Not true. I think we should do both, but I am under no illusion like you that drilling more will help us get to energy independence. If you were to look at a pareto chart on the problem, you'd find that drilling more is a small solution compared to what conservation and alternative energy can do to impact prices and make our country more secure. We can do it all, but I will always prefer the high impact solutions.

2) you assume conservation has to be commanded by some collective decision imposed by the government. In reality, the only way meaningful conservation is gonna happen is people voluntarily responding to prices.


See my previous post on this country needing to act as a collective instead of just being random do-gooders. Historically, countries that act as a collective tend to survive longer as independent organized bodies. Those that act as individuals with no regard for the collective, soon find themselves with no collective. It's the same for companies. If the leaders are good, then they have strategies, visions, and they execute on those to the benefit of the company. If they don't have good leaders that pull together collecgtive strategies, then those businesses eventually fail. Governments are no different. We elect leaders to lead on the biggest issues of the day, not to sit them out and hope that American individualism will win the day.
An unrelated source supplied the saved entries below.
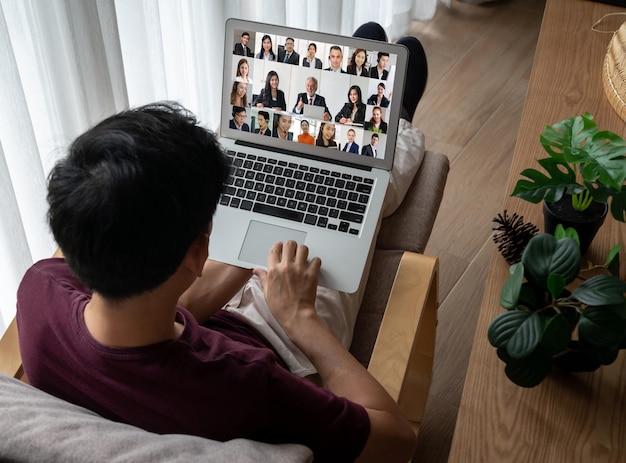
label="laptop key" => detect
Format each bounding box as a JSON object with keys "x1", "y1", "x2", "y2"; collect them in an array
[
  {"x1": 339, "y1": 211, "x2": 364, "y2": 223},
  {"x1": 304, "y1": 214, "x2": 317, "y2": 225},
  {"x1": 339, "y1": 221, "x2": 350, "y2": 232},
  {"x1": 349, "y1": 229, "x2": 359, "y2": 235},
  {"x1": 253, "y1": 203, "x2": 304, "y2": 223},
  {"x1": 356, "y1": 183, "x2": 372, "y2": 193},
  {"x1": 347, "y1": 202, "x2": 366, "y2": 214},
  {"x1": 317, "y1": 217, "x2": 328, "y2": 228},
  {"x1": 241, "y1": 200, "x2": 253, "y2": 211}
]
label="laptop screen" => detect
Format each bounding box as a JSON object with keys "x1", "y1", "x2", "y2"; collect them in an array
[{"x1": 222, "y1": 19, "x2": 408, "y2": 172}]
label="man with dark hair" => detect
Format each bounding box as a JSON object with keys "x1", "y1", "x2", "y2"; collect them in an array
[
  {"x1": 370, "y1": 51, "x2": 390, "y2": 80},
  {"x1": 233, "y1": 31, "x2": 253, "y2": 56},
  {"x1": 229, "y1": 106, "x2": 250, "y2": 131},
  {"x1": 324, "y1": 45, "x2": 345, "y2": 72},
  {"x1": 362, "y1": 132, "x2": 380, "y2": 157},
  {"x1": 302, "y1": 42, "x2": 322, "y2": 68},
  {"x1": 16, "y1": 101, "x2": 417, "y2": 462},
  {"x1": 277, "y1": 37, "x2": 299, "y2": 64}
]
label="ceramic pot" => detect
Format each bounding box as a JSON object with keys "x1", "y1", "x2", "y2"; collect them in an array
[{"x1": 543, "y1": 197, "x2": 608, "y2": 255}]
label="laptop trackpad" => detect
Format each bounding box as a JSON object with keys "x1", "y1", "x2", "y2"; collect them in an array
[{"x1": 239, "y1": 220, "x2": 307, "y2": 267}]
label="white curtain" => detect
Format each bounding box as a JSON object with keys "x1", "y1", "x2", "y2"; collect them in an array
[{"x1": 0, "y1": 0, "x2": 437, "y2": 335}]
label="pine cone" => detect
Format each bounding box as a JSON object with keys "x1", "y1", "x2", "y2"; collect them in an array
[{"x1": 492, "y1": 211, "x2": 539, "y2": 264}]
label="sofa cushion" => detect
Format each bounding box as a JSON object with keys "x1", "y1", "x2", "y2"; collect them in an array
[{"x1": 0, "y1": 373, "x2": 313, "y2": 463}]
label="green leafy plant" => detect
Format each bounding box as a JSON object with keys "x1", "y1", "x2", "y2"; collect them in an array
[
  {"x1": 511, "y1": 113, "x2": 626, "y2": 222},
  {"x1": 487, "y1": 226, "x2": 626, "y2": 387}
]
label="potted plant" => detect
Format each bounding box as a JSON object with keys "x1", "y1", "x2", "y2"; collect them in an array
[
  {"x1": 487, "y1": 226, "x2": 626, "y2": 388},
  {"x1": 511, "y1": 113, "x2": 626, "y2": 253}
]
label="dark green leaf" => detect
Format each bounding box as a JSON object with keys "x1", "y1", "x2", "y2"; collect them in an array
[
  {"x1": 506, "y1": 312, "x2": 543, "y2": 359},
  {"x1": 522, "y1": 234, "x2": 580, "y2": 288},
  {"x1": 609, "y1": 186, "x2": 626, "y2": 223},
  {"x1": 547, "y1": 274, "x2": 566, "y2": 300},
  {"x1": 488, "y1": 311, "x2": 533, "y2": 348},
  {"x1": 539, "y1": 314, "x2": 571, "y2": 355},
  {"x1": 579, "y1": 306, "x2": 626, "y2": 350},
  {"x1": 500, "y1": 263, "x2": 524, "y2": 310},
  {"x1": 511, "y1": 158, "x2": 577, "y2": 203},
  {"x1": 503, "y1": 349, "x2": 553, "y2": 388},
  {"x1": 572, "y1": 274, "x2": 626, "y2": 306},
  {"x1": 606, "y1": 245, "x2": 621, "y2": 276}
]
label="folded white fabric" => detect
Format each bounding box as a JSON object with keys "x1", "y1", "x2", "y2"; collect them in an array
[{"x1": 223, "y1": 122, "x2": 426, "y2": 376}]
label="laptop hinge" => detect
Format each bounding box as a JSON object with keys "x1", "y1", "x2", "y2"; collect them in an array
[{"x1": 234, "y1": 139, "x2": 373, "y2": 172}]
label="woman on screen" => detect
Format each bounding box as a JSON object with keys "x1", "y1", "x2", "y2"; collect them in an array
[
  {"x1": 315, "y1": 122, "x2": 337, "y2": 148},
  {"x1": 272, "y1": 113, "x2": 293, "y2": 140},
  {"x1": 335, "y1": 85, "x2": 366, "y2": 124},
  {"x1": 364, "y1": 106, "x2": 387, "y2": 134},
  {"x1": 254, "y1": 71, "x2": 286, "y2": 111},
  {"x1": 235, "y1": 58, "x2": 251, "y2": 83},
  {"x1": 297, "y1": 119, "x2": 315, "y2": 145},
  {"x1": 346, "y1": 48, "x2": 369, "y2": 77},
  {"x1": 230, "y1": 81, "x2": 248, "y2": 107},
  {"x1": 256, "y1": 34, "x2": 276, "y2": 61}
]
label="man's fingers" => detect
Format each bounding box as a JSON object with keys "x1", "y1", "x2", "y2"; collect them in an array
[
  {"x1": 252, "y1": 267, "x2": 267, "y2": 284},
  {"x1": 267, "y1": 241, "x2": 283, "y2": 267}
]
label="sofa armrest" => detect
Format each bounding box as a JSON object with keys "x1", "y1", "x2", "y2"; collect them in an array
[
  {"x1": 367, "y1": 252, "x2": 438, "y2": 429},
  {"x1": 0, "y1": 317, "x2": 24, "y2": 380}
]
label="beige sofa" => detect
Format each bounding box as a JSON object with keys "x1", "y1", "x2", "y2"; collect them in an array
[{"x1": 0, "y1": 148, "x2": 449, "y2": 462}]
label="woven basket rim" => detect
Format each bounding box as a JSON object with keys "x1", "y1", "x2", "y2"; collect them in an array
[{"x1": 603, "y1": 20, "x2": 626, "y2": 122}]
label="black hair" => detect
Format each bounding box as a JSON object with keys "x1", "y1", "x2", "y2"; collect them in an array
[
  {"x1": 377, "y1": 51, "x2": 389, "y2": 63},
  {"x1": 262, "y1": 70, "x2": 280, "y2": 96},
  {"x1": 257, "y1": 110, "x2": 270, "y2": 121},
  {"x1": 232, "y1": 105, "x2": 246, "y2": 117},
  {"x1": 347, "y1": 85, "x2": 363, "y2": 104},
  {"x1": 371, "y1": 133, "x2": 379, "y2": 140},
  {"x1": 241, "y1": 32, "x2": 249, "y2": 38},
  {"x1": 308, "y1": 43, "x2": 317, "y2": 51},
  {"x1": 258, "y1": 34, "x2": 276, "y2": 60},
  {"x1": 47, "y1": 101, "x2": 229, "y2": 300}
]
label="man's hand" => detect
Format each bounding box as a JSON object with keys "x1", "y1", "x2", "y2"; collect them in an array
[{"x1": 253, "y1": 241, "x2": 321, "y2": 331}]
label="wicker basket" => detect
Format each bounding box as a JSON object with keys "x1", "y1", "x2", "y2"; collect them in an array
[{"x1": 603, "y1": 20, "x2": 626, "y2": 121}]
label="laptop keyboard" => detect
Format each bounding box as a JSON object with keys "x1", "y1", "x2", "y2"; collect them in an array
[{"x1": 220, "y1": 150, "x2": 374, "y2": 235}]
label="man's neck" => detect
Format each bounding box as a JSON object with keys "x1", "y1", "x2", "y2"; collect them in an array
[{"x1": 84, "y1": 286, "x2": 183, "y2": 348}]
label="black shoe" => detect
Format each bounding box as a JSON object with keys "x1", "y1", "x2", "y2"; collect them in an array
[
  {"x1": 352, "y1": 22, "x2": 388, "y2": 42},
  {"x1": 396, "y1": 36, "x2": 428, "y2": 119}
]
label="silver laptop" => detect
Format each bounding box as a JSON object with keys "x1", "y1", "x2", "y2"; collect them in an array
[{"x1": 210, "y1": 18, "x2": 408, "y2": 293}]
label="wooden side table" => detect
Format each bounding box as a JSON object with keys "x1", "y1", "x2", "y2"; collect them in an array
[{"x1": 448, "y1": 0, "x2": 626, "y2": 461}]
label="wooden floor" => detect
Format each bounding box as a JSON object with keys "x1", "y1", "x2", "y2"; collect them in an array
[{"x1": 404, "y1": 1, "x2": 547, "y2": 461}]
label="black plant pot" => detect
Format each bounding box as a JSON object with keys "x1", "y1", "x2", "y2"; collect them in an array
[{"x1": 543, "y1": 197, "x2": 608, "y2": 254}]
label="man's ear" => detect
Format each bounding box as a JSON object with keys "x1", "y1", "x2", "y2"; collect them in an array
[{"x1": 182, "y1": 226, "x2": 210, "y2": 278}]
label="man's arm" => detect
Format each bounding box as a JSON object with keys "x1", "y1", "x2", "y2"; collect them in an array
[
  {"x1": 178, "y1": 260, "x2": 252, "y2": 323},
  {"x1": 254, "y1": 241, "x2": 417, "y2": 463}
]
That is a recipe for disaster, as we have seen from the last 8 years in this country.



To: Brumar89 who wrote (586)7/7/2008 9:18:09 AM
From: Road Walker  Read Replies (1) | Respond to of 86355
 
If you're not in favor of foregoing producing more conventionally here, you should stop angrily objecting when someone advocates doing that.

Like this:
You can produce "more" oil and natural gas in the US and it won't make a bit of F'ing difference.


Well if you guys would stop talking like drilling is a solution, and embrace the real opportunity, you might be met with less frustration.

I suppose I should have said 2% - thats what a couple means literally and a couple is what you said...

The couple of percentage points I was referring to is the unexploited US reserves compared to world production. Drill away but it probably won't equal a two year increase in China and India consumption.

1) you and mindmeld tend to talk about conservation and producing more domestic energy as mutually exclusive alternatives (as observed above, advocating more domestic production actually angers you)

No you guys are the mutually exclusive guys. We are actually looking for a solution. You guys keep beating a dead horse for political one-ups-manship.

2) you assume conservation has to be commanded by some collective decision imposed by the government. In reality, the only way meaningful conservation is gonna happen is people voluntarily responding to prices.

Government mandates just about everything that makes every auto "roadworthy". The 'free market' didn't put 100's of safety features in cars... the government did. The government currently has CAFE standards... this is not revolutionary, it's just recognizing a huge problem and adjusting standards to meet the national interest.

When the rubber meets the road the government mandates almost everything from headlights to stop lights. Quit acting like an abused little libertarian and recognize reality.